Esta segunda edición quisiera dedicarla a todos los que han hecho, a los que hacen, posible esta hermosa fiesta, desde los actores y actrices más importantes hasta los secundarios, pasando por todos los figurantes, que son el pueblo de Benalauría, y los hombres y mujeres que ayudan en la sombra: los que sacan sus caballerías, los que encienden las mechas de los petardos, los que cuidan del sonido, los que cosen, los que ensayan, los que apuntan, los que adornan la plaza, los que realizan los tocados. Nada sería posible sin tanta ayuda, de modo que la fiesta pertenece plenamente a este pueblo, como este libreto, que cedo gustoso a la Asociación de Moros y Cristianos.

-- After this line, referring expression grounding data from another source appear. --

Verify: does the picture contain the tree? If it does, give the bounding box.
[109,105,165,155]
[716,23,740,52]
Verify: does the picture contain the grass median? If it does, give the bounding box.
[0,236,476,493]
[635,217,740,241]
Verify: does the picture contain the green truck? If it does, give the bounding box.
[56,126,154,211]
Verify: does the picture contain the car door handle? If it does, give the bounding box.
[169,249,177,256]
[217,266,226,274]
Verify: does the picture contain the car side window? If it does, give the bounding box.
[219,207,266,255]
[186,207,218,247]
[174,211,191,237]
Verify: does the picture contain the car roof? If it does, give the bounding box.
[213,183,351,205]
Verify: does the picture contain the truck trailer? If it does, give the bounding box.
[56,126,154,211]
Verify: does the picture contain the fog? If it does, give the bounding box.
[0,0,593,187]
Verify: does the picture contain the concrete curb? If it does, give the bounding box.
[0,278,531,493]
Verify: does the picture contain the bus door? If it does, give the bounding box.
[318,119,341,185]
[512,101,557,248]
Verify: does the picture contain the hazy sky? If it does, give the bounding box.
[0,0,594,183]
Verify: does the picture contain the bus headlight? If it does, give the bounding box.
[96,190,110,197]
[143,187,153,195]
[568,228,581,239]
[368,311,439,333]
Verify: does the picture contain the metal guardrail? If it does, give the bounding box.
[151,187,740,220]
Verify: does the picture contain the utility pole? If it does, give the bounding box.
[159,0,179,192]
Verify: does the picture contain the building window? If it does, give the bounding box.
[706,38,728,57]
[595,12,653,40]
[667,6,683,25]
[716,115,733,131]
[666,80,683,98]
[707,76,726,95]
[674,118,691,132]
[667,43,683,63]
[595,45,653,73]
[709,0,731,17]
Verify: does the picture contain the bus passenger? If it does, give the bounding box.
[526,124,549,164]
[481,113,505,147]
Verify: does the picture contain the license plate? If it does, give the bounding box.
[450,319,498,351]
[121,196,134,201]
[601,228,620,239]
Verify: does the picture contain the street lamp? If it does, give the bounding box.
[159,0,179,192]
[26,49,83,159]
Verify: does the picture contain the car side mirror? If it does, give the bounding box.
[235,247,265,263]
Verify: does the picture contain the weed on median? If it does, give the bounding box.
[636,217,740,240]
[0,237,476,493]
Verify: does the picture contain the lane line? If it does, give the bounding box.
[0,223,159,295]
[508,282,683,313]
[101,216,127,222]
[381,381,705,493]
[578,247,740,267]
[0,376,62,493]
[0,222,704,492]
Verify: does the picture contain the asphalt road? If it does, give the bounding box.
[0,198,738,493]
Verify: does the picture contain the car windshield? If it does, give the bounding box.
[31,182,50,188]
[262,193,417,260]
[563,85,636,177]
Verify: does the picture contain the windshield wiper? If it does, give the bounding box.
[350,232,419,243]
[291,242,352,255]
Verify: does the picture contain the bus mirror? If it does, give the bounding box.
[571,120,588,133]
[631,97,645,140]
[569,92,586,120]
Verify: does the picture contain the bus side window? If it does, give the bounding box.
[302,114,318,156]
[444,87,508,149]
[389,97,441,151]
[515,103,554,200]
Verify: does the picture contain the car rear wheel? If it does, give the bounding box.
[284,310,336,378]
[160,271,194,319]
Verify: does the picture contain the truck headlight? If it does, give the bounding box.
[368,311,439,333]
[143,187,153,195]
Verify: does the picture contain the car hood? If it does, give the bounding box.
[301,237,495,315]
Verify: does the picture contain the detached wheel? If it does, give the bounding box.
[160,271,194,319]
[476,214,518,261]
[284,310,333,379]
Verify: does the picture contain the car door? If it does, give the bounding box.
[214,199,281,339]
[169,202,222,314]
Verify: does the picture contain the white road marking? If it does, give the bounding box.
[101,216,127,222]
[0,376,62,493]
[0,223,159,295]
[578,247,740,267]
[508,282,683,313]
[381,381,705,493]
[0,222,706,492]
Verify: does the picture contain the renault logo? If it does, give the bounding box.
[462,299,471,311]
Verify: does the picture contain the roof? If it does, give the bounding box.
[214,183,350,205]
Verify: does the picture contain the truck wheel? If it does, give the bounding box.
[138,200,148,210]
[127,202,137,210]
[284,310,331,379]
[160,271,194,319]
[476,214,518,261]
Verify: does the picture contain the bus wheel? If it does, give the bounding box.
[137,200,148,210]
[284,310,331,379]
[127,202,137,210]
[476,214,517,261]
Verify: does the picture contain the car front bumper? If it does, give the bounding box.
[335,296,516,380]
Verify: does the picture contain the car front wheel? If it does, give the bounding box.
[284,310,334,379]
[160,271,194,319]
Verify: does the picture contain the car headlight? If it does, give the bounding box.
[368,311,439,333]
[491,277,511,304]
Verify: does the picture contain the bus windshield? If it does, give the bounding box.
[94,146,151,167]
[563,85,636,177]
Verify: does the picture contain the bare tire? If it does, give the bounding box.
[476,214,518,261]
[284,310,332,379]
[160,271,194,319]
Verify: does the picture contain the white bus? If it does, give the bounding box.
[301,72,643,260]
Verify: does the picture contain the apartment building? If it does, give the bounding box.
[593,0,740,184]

En el recuerdo quedan, igualmente, los que se prestaron en el pasado a realizar y a vivir este festejo. Ellos nos enseñaron la virtud de la diversión sana y alegre, compartida por todos, abierta a todos, y nos legaron la responsabilidad de cuidar y perpetuar este patrimonio para las generaciones que nos han de seguir. Es en este apartado donde el trabajo de la Asociación de Moros y Cristianos resulta del todo imprescindible, así como en el cuidado permanente de todos y cada uno de los aspectos de la celebración.
Quisiera dar las gracias a todos los Profesores que han colaborado en la edición de este libro, cuyos nombres aparecen oportunamente en cada uno de los artículos. También, al pueblo de Benalauría y su Ayuntamiento por su confianza en mi persona para llevar a cabo esta edición, y a los fotógrafos y dibujantes que han prestado sus obras. Finalmente, al Centro de Ediciones de la Diputación Provincial de Málaga, y a su editora Victoria Rosado, por concedernos la oportunidad de plasmar y difundir nuestros afanes en este hermoso libro.
José Antonio Castillo Rodríguez
En Benalauría, desde el otoño inimitable del Genal, año de 2004.